Low level GeoJson implementation
This is a request for either a rewrite or alternative implementation of the current GeoJson module found here. We need a high performance implementation that has a minimal memory footprint. The reasoning behind that is that geojson models should be scalable (eg. downstream we query the map for 1000 of features, the path currently taken to create those and the intermediate objects created for doing that isn't optimal atm).
Couple of thoughts to improve this:
- use primitive instead of objects where possible
- no need for AutoValue, implementation is based on a specification that doesn't change (often)

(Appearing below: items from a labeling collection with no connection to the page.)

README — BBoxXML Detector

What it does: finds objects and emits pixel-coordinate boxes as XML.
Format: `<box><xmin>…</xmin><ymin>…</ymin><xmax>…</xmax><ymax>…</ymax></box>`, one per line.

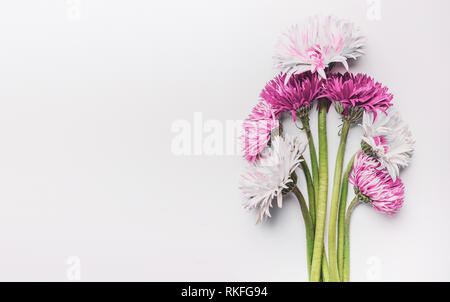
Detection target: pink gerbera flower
<box><xmin>321</xmin><ymin>72</ymin><xmax>393</xmax><ymax>121</ymax></box>
<box><xmin>274</xmin><ymin>16</ymin><xmax>365</xmax><ymax>79</ymax></box>
<box><xmin>349</xmin><ymin>153</ymin><xmax>405</xmax><ymax>215</ymax></box>
<box><xmin>241</xmin><ymin>101</ymin><xmax>279</xmax><ymax>163</ymax></box>
<box><xmin>261</xmin><ymin>72</ymin><xmax>323</xmax><ymax>120</ymax></box>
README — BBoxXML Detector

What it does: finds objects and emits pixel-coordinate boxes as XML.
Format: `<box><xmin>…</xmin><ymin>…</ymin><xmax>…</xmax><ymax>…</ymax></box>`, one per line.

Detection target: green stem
<box><xmin>311</xmin><ymin>101</ymin><xmax>328</xmax><ymax>282</ymax></box>
<box><xmin>328</xmin><ymin>120</ymin><xmax>350</xmax><ymax>282</ymax></box>
<box><xmin>343</xmin><ymin>197</ymin><xmax>359</xmax><ymax>282</ymax></box>
<box><xmin>292</xmin><ymin>186</ymin><xmax>314</xmax><ymax>276</ymax></box>
<box><xmin>301</xmin><ymin>117</ymin><xmax>319</xmax><ymax>222</ymax></box>
<box><xmin>338</xmin><ymin>153</ymin><xmax>357</xmax><ymax>280</ymax></box>
<box><xmin>301</xmin><ymin>156</ymin><xmax>316</xmax><ymax>226</ymax></box>
<box><xmin>322</xmin><ymin>247</ymin><xmax>330</xmax><ymax>282</ymax></box>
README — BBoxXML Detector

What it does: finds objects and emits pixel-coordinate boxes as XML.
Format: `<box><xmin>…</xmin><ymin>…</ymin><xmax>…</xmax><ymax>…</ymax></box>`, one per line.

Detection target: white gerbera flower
<box><xmin>240</xmin><ymin>134</ymin><xmax>307</xmax><ymax>223</ymax></box>
<box><xmin>274</xmin><ymin>16</ymin><xmax>365</xmax><ymax>81</ymax></box>
<box><xmin>361</xmin><ymin>109</ymin><xmax>415</xmax><ymax>181</ymax></box>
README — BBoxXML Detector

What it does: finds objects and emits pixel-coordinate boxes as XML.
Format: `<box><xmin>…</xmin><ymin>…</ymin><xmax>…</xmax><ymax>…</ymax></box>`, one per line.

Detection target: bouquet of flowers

- if geojson models are immutable, use arrays instead of List
- limit method invocations & don't allocate memory if you can avoid it
- don't over abstract concepts if they can be expressed more simple
More information on performance tips here RFC of GeoJSON can be found here.
cc @mapbox/android
Thank you @tobrun for framing the issue and proposing some solutions. By looking at your list, looks like at list the following items would change the public API of the library:
use primitive instead of objects where possible no need for AutoValue, implementation is based on a specification that doesn't change (often) if geojson models are immutable, use arrays instead of List
Am I reading it right? If so, we need to 1) either wait until the next MAS SEMVER release (4.x) or 2) develop this new library as a new product with a different namespace.

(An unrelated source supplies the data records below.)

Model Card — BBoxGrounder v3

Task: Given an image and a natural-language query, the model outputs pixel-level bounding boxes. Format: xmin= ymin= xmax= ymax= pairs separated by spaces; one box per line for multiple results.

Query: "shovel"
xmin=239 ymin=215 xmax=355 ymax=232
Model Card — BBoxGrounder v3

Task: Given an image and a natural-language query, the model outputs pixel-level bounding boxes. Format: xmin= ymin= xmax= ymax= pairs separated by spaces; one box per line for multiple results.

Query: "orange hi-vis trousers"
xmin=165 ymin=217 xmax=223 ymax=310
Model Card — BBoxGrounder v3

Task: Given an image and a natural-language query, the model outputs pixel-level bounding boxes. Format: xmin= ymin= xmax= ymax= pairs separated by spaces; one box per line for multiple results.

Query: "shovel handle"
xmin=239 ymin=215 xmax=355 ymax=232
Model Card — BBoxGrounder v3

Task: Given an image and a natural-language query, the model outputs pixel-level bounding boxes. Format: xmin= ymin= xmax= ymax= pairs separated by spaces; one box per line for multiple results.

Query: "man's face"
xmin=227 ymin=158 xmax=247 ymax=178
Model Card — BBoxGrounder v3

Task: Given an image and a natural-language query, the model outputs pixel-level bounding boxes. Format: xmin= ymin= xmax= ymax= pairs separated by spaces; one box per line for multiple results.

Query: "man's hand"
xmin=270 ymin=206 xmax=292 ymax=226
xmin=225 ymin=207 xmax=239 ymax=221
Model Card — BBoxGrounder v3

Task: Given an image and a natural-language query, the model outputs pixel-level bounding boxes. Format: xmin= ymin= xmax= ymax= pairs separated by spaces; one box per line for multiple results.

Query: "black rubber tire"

Notes in OP were mostly about the internal management so probably we can keep the same public api though this is something that needs to be determined when scoping out. As first steps I would recommend writing up a test suite to tracks memory allocation / cpu usage for 1 feature up to a million features and compare that with the 2.2.9 version. After, we can scoop out what the impact would be to bring the notes from OP into play and use that same test suite as reference during implementation.
I did a bit of testing on how much memory Point takes in 2.x.x based code vs 3.0 (with AutoValue).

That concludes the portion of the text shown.